In [3]:
import polars as pl
from datetime import datetime
import numpy as np

# Series are a 1-dimensional data structure. Within a series all elements have the same Data Type .
s = pl.Series("a", [1, 2, 3, 4, 5])

# A DataFrame is a 2-dimensional data structure that is backed by a Series,
# and it can be seen as an abstraction of a collection (e.g. list) of Series. Operations
# that can be executed on a DataFrame are very similar to what is done in a SQL like query.
# You can GROUP BY, JOIN, PIVOT, but also define custom functions.


df = pl.DataFrame(
    {
        "integer": [1, 2, 3, 4, 5],
        "date": [
            datetime(2022, 1, 1),
            datetime(2022, 1, 2),
            datetime(2022, 1, 3),
            datetime(2022, 1, 4),
            datetime(2022, 1, 5),
        ],
        "float": [4.0, 5.0, 6.0, 7.0, 8.0],
    }
)


# Polars has developed its own Domain Specific Language (DSL) for transforming data.
# The language is very easy to use and allows for complex queries that remain human
# readable. The two core components of the language are Contexts and Expressions,
# the latter we will cover in the next section.

# A context, as implied by the name, refers to the context in which an expression needs
# to be evaluated. There are three main contexts 1:

# Selection: df.select([..]), df.with_columns([..])
# Filtering: df.filter()
# Group by / Aggregation: df.group_by(..).agg([..])
# The examples below are performed on the following DataFrame:

df = pl.DataFrame(
    {
        "nrs": [1, 2, 3, None, 5],
        "names": ["foo", "ham", "spam", "egg", None],
        "random": np.random.rand(5),
        "groups": ["A", "A", "B", "C", "B"],
    }
)

# Select
# In the select context the selection applies expressions over columns.
# The expressions in this context must produce Series that are all the same length or have a length of 1.
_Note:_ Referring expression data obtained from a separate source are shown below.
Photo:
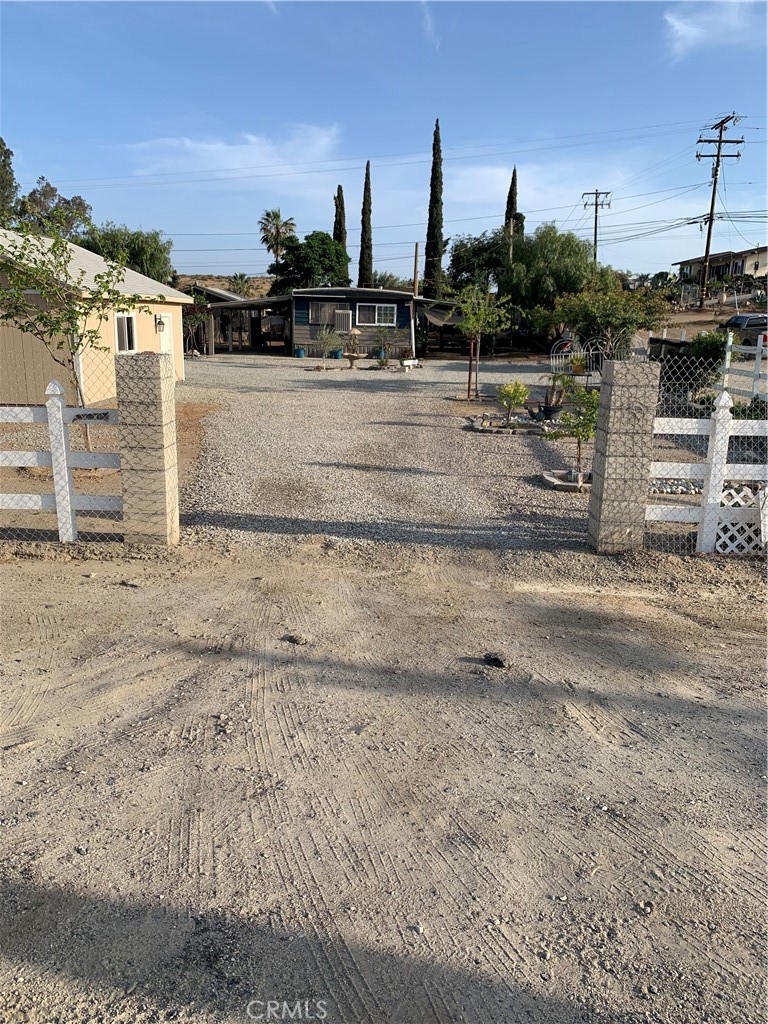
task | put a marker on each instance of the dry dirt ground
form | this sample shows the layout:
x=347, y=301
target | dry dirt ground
x=287, y=773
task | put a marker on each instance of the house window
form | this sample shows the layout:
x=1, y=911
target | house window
x=125, y=328
x=323, y=312
x=377, y=315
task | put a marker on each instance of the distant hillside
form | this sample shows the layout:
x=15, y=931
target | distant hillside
x=259, y=286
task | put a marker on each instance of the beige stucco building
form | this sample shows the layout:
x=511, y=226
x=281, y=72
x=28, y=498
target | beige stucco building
x=27, y=366
x=728, y=264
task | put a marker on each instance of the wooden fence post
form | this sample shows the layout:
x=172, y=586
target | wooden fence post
x=59, y=444
x=717, y=457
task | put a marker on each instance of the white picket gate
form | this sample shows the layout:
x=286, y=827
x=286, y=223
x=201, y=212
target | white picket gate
x=731, y=519
x=65, y=502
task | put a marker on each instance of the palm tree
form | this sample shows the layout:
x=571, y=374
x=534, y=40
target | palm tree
x=241, y=284
x=275, y=230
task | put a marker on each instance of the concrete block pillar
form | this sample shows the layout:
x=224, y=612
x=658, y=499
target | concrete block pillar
x=621, y=466
x=146, y=408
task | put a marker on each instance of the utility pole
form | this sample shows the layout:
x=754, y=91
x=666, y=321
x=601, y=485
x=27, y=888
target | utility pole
x=718, y=156
x=597, y=202
x=413, y=301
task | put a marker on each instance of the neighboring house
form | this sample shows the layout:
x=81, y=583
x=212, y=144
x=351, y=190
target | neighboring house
x=729, y=264
x=27, y=367
x=296, y=320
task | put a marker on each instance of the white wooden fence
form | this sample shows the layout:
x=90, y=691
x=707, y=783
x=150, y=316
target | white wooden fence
x=65, y=502
x=730, y=519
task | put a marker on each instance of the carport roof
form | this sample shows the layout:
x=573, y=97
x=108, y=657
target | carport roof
x=263, y=303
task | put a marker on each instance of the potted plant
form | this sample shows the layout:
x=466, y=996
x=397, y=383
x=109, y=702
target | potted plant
x=580, y=424
x=512, y=396
x=558, y=385
x=328, y=340
x=352, y=351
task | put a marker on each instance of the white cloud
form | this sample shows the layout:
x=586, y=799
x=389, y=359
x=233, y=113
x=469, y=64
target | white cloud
x=729, y=23
x=247, y=162
x=430, y=32
x=221, y=186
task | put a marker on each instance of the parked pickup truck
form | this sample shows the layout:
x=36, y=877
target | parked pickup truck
x=745, y=327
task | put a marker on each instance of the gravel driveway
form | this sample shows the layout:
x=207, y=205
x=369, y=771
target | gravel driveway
x=276, y=763
x=371, y=455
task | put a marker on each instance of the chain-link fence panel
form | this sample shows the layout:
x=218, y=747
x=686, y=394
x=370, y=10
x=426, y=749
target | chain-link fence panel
x=59, y=458
x=95, y=459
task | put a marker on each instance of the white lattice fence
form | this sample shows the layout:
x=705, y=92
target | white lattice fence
x=732, y=514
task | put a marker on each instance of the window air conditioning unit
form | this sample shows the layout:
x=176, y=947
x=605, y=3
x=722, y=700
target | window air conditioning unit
x=342, y=321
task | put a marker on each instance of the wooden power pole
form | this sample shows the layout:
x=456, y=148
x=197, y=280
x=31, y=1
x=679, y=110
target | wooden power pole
x=597, y=202
x=718, y=157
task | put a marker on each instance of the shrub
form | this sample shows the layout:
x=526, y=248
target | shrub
x=709, y=345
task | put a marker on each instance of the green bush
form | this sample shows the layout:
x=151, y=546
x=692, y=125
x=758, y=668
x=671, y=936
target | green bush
x=710, y=345
x=512, y=396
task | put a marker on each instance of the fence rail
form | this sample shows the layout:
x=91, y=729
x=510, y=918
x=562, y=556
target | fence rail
x=732, y=513
x=60, y=460
x=755, y=374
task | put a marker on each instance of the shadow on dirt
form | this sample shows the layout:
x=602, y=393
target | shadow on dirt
x=185, y=963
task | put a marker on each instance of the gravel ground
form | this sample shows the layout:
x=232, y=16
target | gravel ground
x=379, y=735
x=372, y=456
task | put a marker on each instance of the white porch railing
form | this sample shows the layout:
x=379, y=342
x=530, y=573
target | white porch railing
x=65, y=502
x=730, y=519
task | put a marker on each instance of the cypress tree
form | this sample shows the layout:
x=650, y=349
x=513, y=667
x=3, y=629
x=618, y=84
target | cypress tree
x=511, y=214
x=340, y=219
x=366, y=271
x=433, y=250
x=8, y=186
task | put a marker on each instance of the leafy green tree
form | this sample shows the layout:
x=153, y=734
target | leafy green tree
x=340, y=218
x=613, y=316
x=480, y=313
x=144, y=252
x=366, y=267
x=479, y=260
x=43, y=210
x=44, y=296
x=275, y=231
x=8, y=186
x=579, y=422
x=315, y=262
x=241, y=284
x=512, y=395
x=193, y=317
x=434, y=248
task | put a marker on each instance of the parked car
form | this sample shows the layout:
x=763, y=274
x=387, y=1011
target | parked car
x=747, y=327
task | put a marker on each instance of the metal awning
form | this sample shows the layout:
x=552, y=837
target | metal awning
x=442, y=318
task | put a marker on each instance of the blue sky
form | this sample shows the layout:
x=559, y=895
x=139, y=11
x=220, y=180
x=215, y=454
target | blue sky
x=195, y=118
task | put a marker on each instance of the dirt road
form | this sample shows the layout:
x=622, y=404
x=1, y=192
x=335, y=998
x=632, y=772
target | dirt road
x=287, y=773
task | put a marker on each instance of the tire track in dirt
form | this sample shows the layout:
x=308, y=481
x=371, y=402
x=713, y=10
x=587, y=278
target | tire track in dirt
x=272, y=743
x=19, y=725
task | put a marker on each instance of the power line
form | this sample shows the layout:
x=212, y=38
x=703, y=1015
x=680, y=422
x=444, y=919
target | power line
x=719, y=156
x=585, y=138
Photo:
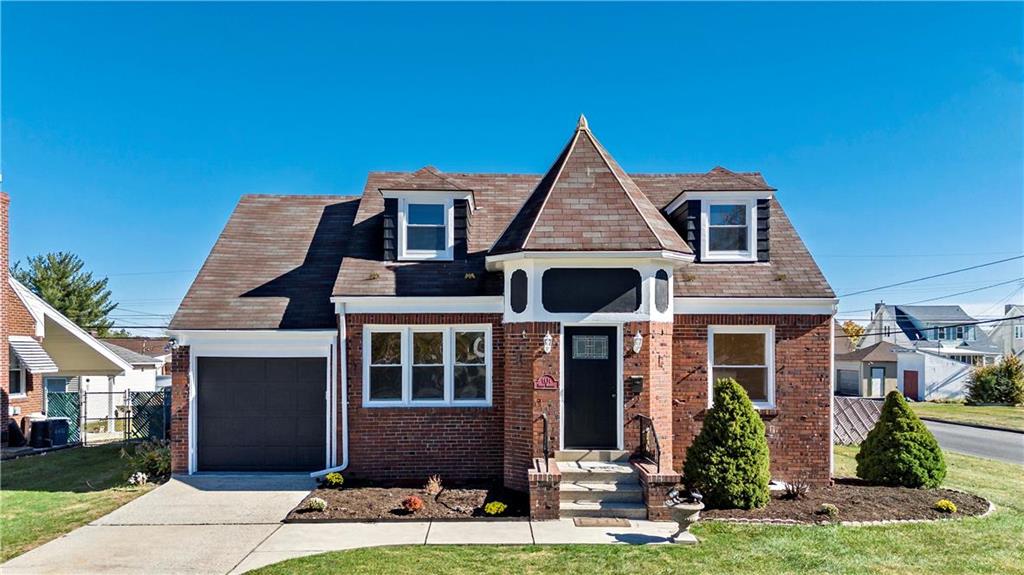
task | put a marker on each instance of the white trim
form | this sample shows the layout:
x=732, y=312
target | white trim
x=398, y=304
x=769, y=333
x=448, y=338
x=48, y=311
x=756, y=306
x=620, y=390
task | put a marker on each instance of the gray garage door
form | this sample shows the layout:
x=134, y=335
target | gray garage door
x=263, y=414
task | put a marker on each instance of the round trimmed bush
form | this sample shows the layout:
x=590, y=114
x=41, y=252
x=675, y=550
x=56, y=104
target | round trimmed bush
x=728, y=460
x=899, y=449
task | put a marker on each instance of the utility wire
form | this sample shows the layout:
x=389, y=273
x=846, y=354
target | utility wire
x=932, y=276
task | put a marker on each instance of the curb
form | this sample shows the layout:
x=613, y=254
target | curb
x=978, y=426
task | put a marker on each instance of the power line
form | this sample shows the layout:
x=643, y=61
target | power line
x=933, y=276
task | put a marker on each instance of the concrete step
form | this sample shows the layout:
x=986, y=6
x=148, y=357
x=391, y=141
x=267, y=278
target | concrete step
x=617, y=455
x=625, y=510
x=597, y=472
x=601, y=492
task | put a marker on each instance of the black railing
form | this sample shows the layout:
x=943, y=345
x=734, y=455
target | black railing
x=649, y=446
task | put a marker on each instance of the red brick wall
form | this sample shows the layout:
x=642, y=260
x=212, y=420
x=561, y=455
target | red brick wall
x=179, y=409
x=412, y=443
x=799, y=430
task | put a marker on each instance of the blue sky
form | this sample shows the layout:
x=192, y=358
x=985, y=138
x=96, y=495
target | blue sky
x=894, y=132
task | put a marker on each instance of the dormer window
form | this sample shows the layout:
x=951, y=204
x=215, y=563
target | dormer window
x=425, y=229
x=728, y=230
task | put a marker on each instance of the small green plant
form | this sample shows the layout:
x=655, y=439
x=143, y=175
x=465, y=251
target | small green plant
x=412, y=503
x=829, y=511
x=495, y=509
x=899, y=450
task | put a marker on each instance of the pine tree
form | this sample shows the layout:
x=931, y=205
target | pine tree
x=728, y=460
x=899, y=449
x=58, y=279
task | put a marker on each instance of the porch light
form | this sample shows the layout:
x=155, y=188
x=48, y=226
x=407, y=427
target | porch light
x=637, y=342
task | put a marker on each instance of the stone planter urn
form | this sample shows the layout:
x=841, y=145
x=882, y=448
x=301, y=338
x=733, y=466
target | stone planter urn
x=685, y=512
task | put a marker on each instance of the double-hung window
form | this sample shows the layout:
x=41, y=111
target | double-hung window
x=729, y=230
x=427, y=365
x=744, y=353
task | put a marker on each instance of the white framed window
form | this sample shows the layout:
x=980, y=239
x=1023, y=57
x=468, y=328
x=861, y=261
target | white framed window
x=745, y=353
x=728, y=233
x=427, y=365
x=426, y=228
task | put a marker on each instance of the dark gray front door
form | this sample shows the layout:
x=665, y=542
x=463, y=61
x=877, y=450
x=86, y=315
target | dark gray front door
x=261, y=413
x=591, y=388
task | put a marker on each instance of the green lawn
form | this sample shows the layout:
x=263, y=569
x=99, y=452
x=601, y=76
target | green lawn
x=991, y=544
x=996, y=415
x=45, y=496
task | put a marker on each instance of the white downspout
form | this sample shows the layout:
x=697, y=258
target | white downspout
x=343, y=360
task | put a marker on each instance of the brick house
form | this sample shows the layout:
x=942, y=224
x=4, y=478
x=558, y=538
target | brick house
x=537, y=329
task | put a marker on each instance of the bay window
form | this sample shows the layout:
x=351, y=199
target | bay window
x=421, y=365
x=744, y=353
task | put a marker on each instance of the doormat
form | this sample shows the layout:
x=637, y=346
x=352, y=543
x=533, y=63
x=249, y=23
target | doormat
x=600, y=522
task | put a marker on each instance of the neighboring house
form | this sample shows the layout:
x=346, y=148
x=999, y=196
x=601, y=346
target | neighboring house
x=944, y=330
x=452, y=322
x=46, y=349
x=1008, y=335
x=868, y=371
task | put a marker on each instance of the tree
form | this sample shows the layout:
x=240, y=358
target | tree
x=899, y=449
x=728, y=461
x=58, y=279
x=854, y=332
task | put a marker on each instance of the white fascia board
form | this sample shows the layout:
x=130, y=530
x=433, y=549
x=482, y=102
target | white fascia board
x=44, y=310
x=497, y=262
x=398, y=304
x=756, y=306
x=733, y=194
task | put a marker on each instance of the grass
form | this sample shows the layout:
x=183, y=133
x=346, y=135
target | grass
x=988, y=544
x=45, y=496
x=995, y=415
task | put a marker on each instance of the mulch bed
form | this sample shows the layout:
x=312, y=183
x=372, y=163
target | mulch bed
x=366, y=502
x=858, y=501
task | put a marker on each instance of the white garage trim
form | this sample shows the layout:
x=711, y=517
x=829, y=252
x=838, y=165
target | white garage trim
x=259, y=343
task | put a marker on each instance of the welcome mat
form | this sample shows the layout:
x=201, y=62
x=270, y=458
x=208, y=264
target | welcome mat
x=600, y=522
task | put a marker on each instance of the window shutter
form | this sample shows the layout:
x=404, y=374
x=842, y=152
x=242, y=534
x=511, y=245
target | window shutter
x=461, y=228
x=763, y=217
x=390, y=231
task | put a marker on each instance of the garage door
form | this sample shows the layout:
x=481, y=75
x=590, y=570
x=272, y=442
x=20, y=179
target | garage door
x=261, y=413
x=849, y=382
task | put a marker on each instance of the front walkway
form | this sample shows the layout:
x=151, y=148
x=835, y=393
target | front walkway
x=231, y=523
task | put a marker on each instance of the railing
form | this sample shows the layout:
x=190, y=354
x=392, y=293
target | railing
x=648, y=439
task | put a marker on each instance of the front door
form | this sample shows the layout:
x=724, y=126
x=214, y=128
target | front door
x=591, y=357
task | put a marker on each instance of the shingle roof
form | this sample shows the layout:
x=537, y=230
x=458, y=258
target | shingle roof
x=273, y=265
x=587, y=202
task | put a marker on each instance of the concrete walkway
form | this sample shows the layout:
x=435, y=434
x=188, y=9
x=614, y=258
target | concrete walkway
x=231, y=523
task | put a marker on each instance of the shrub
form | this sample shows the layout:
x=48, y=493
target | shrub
x=495, y=507
x=828, y=510
x=412, y=503
x=728, y=461
x=433, y=485
x=999, y=383
x=315, y=504
x=900, y=450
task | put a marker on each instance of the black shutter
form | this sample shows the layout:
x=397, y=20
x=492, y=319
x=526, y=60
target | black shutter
x=764, y=213
x=390, y=231
x=461, y=228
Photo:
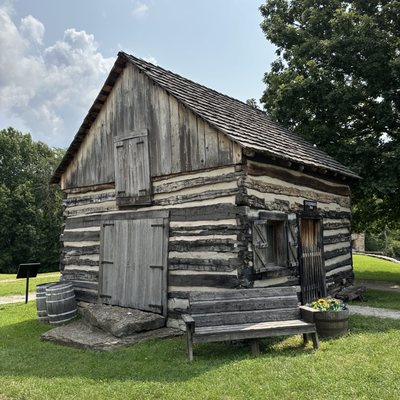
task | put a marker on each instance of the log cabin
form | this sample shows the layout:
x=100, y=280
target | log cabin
x=171, y=187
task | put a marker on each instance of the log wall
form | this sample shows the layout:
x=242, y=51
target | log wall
x=179, y=141
x=206, y=246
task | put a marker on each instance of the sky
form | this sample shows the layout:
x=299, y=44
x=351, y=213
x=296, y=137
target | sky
x=56, y=55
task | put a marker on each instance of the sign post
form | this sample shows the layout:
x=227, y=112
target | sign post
x=28, y=270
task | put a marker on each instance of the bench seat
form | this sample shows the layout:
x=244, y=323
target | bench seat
x=245, y=314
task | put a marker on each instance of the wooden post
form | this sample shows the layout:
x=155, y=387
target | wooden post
x=189, y=347
x=255, y=347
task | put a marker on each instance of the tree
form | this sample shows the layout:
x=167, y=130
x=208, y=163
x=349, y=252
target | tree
x=30, y=208
x=336, y=82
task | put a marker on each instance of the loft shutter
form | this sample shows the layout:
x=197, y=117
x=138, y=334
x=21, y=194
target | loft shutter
x=132, y=169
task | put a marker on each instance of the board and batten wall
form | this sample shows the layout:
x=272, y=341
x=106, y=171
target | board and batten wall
x=275, y=188
x=206, y=246
x=179, y=141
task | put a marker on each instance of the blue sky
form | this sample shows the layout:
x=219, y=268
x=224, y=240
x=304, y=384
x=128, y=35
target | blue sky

# A Series of a length of 1 will be broadcasted to match the height of the DataFrame.
# Note that a select may produce new columns that are aggregations, combinations of expressions, or literals.

out = df.select(
    pl.sum("nrs"),
    pl.col("names").sort(),
    pl.col("names").first().alias("first name"),
    (pl.mean("nrs") * 10).alias("10xnrs"),
)

# As you can see from the query the select context is very powerful and allows
# you to perform arbitrary expressions independent (and in parallel) of each other.

# Similarly to the select statement there is the with_columns statement which also
# is an entrance to the selection context. The main difference is that with_columns retains
# the original columns and adds new ones while select drops the original columns.
df = df.with_columns(
    pl.sum("nrs").alias("nrs_sum"),
    pl.col("random").count().alias("count"),
)
# Filter
# In the filter context you filter the existing dataframe based on arbitrary expression which evaluates to the Boolean data type.

out = df.filter(pl.col("nrs") > 2)

# Group by / aggregation
# In the group_by context, expressions work on groups and thus may yield results of any length (a group may have many members).


out = df.group_by("groups").agg(
    pl.sum("nrs"),  # sum nrs by groups
    pl.col("random").count().alias("count"),  # count group members
    # sum random where name != null
    pl.col("random").filter(pl.col("names").is_not_null()).sum().name.suffix("_sum"),
    pl.col("names").reverse().alias("reversed names"),
)

# As you can see from the result all expressions are applied to the group defined by the group_by context.
# Besides the standard group_by, group_by_dynamic, and group_by_rolling are also entrances to the group by context.


# Expressions
# Polars has a powerful concept called expressions that is central to its very fast performance.

# Expressions are at the core of many data science operations:

# taking a sample of rows from a column
# multiplying values in a column
# extracting a column of years from dates
# convert a column of strings to lowercase
# and so on!


# However, expressions are also used within other operations:

# taking the mean of a group in a group_by operation
# calculating the size of groups in a group_by operation
# taking the sum horizontally across columns
# Polars performs these core data transformations very quickly by:

# automatic query optimization on each expression
# automatic parallelization of expressions on many columns
# Polars expressions are a mapping from a series to a series
# (or mathematically Fn(Series) -> Series). As expressions have a Series as an input
# and a Series as an output then it is straightforward to do a sequence of
# expressions (similar to method chaining in Pandas).

# Examples
# The following is an expression:

pl.col("foo").sort().head(2)

# The snippet above says:

# Select column "foo"
# Then sort the column (not in reversed order)
# Then take the first two values of the sorted output
# The power of expressions is that every expression produces
# a new expression, and that they can be piped together. You can run an
# expression by passing them to one of Polars execution contexts.

# Here we run two expressions by running df.select:

df.select(pl.col("foo").sort().head(2), pl.col("bar").filter(pl.col("foo") == 1).sum())

# All expressions are run in parallel, meaning that separate Polars expressions are embarrassingly parallel.
# Note that within an expression there may be more parallelization going on.